AMERICAN Football team Cardiff Cobras are just one win away from their first divisional final in a decade.
This weekend they travel to face bitter rivals Swansea Titans in the British Universities American Football League. The clubs locked horns in the reverse fixture last weekend, with the Titans running out 21-13 winners to condemn the Cobras to their first defeat of the season.
A win on Sunday would see the Cobras advance to the Division One final and knock out Swansea in the process. Lose, and Swansea takes all.
Cardiff Cobras are one of the oldest American football teams in the UK, entering the British collegiate league in 1987. A hotbed of rugby, South Wales would seem like a likely source of British American football players
American football is one of the fastest growing sports in the UK. British clubs are no longer relying on rugby coverts and players who fancy a go after watching the Superbowl.
Chris Brinkworth, 22, is studying Ancient History at Cardiff University while also turning out for the Cobras at quarterback.
“Unfortunately last Sunday, our perennial rivals beat us in a well-fought match. It was a tough game but also great to play in. As two of the strongest sides in Division One, it was always going to be a battle and they won the first.”
The structure of the league means that the Cobras will get a chance to avenge their defeat immediately, as they travel to Llandarcy Academy in Neath for the away fixture this Sunday.
Club president and captain Toby Lock, 21, is looking to leave his side on a high this Sunday.
“The winner of this match is the winner of the Division and that means a lot to all of us. For the majority of us this is our final season with the Cobras, so we’ll be sure to leave everything out on the pitch. I’ve played every match in the past three seasons and for a lot of us the Cobras have shaped our university life.”
Despite numbers growing over the past decade, American Football is still a minority sport in the UK and Chris’s path to playing for the Cobras is typical of many players in the University league.
“Before university, I had no prior experience of playing American Football. I was always quite sporty, and the lads were really friendly at the Athletic Union fair in freshers and somehow I ended up playing.”
Most of the players on the Cobras team had never played the sport before coming to university. However, with the development of youth teams throughout the UK, more people are joining the league with previous playing experience. This is driving the standard of the league higher every year.
The game is gaining more exposure in the UK and playing numbers are increasing year on year – with participation doubling from 2011 to 2014. This is due in part to the NFL brining 14 regular season matches to the UK in the past decade.
However playing costs are still high when compared to Rugby and Football. Pads start from around £70 and can be as much as £200, with helmets costing even more. The Cobras are encouraging new players by providing a lot of the equipment as part of their membership.
Playing American football in Cardiff is bound to draw the usual, and normally negative, comparisons with rugby.

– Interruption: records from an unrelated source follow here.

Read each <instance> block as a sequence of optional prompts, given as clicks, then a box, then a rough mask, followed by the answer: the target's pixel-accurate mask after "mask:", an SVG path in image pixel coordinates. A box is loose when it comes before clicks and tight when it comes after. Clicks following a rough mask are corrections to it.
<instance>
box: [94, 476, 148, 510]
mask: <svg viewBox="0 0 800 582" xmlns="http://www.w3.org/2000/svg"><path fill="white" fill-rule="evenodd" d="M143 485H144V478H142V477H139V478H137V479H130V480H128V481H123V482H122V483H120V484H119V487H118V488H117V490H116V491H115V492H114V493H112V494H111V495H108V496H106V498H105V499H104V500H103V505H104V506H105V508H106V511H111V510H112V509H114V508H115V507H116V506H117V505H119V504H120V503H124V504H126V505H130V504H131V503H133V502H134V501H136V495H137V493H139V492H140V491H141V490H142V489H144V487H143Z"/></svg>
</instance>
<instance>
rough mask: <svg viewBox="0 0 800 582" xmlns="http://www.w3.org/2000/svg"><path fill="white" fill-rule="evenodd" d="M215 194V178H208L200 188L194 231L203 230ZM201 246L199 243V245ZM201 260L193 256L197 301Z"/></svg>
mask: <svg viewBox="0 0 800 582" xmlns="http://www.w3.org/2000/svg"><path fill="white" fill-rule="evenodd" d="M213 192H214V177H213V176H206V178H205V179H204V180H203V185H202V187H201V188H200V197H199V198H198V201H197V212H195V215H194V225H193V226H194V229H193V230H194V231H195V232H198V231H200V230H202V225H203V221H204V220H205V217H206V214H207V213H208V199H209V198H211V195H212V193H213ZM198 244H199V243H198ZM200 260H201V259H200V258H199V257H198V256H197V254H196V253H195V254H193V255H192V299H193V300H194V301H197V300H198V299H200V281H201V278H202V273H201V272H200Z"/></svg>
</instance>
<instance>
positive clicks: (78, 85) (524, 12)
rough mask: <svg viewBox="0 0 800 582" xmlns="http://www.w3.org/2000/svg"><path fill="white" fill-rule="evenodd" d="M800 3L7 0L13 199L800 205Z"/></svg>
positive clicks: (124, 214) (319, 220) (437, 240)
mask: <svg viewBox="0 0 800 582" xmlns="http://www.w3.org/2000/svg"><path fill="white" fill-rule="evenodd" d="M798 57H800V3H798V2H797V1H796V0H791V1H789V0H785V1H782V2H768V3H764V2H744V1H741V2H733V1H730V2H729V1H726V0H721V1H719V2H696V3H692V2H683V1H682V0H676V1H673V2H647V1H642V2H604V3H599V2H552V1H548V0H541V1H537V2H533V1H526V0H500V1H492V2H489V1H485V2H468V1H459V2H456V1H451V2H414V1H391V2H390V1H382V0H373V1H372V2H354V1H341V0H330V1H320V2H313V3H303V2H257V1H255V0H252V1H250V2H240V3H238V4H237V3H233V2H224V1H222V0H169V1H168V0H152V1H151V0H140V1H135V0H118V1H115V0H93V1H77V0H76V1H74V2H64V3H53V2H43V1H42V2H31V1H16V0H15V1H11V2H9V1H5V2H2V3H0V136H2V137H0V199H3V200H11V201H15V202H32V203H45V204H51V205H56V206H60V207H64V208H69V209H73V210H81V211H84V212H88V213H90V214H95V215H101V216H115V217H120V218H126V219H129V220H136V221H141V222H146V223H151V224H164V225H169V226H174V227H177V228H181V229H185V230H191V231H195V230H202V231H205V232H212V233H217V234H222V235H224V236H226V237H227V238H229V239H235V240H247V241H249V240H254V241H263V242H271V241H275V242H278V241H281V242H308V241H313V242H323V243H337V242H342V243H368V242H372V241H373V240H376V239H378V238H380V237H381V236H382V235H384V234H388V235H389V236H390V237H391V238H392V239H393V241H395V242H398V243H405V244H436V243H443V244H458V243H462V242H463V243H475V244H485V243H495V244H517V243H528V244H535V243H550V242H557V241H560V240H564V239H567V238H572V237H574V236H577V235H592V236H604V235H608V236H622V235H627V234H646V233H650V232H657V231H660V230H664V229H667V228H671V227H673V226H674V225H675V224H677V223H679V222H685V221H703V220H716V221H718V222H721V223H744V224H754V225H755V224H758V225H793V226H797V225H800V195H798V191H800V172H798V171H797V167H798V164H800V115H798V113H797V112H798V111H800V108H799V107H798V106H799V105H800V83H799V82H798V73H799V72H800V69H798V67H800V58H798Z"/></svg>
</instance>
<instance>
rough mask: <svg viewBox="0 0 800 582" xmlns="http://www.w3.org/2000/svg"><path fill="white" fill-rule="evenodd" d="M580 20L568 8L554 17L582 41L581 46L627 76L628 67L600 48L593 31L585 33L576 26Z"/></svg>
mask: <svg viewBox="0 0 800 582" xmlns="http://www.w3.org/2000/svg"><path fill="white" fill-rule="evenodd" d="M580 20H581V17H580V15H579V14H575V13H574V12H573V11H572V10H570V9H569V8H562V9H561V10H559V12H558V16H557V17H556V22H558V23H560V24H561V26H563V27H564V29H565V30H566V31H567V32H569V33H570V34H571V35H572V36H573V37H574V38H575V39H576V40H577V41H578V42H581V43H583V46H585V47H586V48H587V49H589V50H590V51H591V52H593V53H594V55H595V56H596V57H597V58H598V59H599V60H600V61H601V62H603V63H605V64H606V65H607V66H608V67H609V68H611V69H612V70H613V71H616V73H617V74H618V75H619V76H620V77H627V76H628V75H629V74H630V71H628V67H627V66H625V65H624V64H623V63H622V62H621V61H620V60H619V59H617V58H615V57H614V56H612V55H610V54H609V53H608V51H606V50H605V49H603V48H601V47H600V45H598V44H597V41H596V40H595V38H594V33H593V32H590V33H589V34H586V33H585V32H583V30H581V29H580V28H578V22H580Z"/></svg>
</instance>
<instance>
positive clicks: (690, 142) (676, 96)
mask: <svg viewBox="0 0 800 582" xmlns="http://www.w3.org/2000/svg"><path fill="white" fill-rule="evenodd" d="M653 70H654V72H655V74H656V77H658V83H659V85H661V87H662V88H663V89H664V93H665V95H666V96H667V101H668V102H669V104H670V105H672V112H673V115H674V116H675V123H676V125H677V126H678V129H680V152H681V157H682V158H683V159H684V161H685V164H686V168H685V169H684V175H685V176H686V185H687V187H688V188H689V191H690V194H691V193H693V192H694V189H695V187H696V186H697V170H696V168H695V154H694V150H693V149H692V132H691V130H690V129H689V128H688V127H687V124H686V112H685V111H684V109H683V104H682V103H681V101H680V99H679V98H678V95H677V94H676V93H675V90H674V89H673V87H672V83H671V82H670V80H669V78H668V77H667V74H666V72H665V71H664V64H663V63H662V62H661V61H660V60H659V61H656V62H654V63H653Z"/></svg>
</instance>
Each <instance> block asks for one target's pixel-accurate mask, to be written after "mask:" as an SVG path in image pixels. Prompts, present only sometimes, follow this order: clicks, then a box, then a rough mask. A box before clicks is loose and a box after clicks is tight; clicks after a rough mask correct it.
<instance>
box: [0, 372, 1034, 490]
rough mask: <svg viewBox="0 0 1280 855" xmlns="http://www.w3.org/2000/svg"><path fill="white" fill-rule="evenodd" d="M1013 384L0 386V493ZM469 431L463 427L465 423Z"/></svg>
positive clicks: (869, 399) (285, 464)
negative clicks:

The Cobras quarterback is quick to hit back: “We get a lot of stick for playing and liking American Football from rugby fans. They say the pads and helmets are just for people too scared to play normal rugby- that’s an unfair comparison. The kit is all very well but it actually increases the chance of serious injury because people throw themselves more into tackles.
“The game is so tactical – it’s as much like chess as it is rugby.”
There are far fewer rules on tackling in American Football than in rugby, with players just being told to avoid the face cage and back of the helmet.
The club is always looking to attract new players, and Chris has a few words of wisdom for anybody thinking of giving American Football a go.
“It’s such an enjoyable game to play. There are so many facets of the game that allow people to find a role they enjoy. We usually go and watch the NFL after our matches and we’ve got a great team spirit. We’ve got over 70 members now.”
With most of the Cobras players bowing out after this seasons climax, they will need American Football to continue to grow in South Wales to maintain their proud record on the pitch.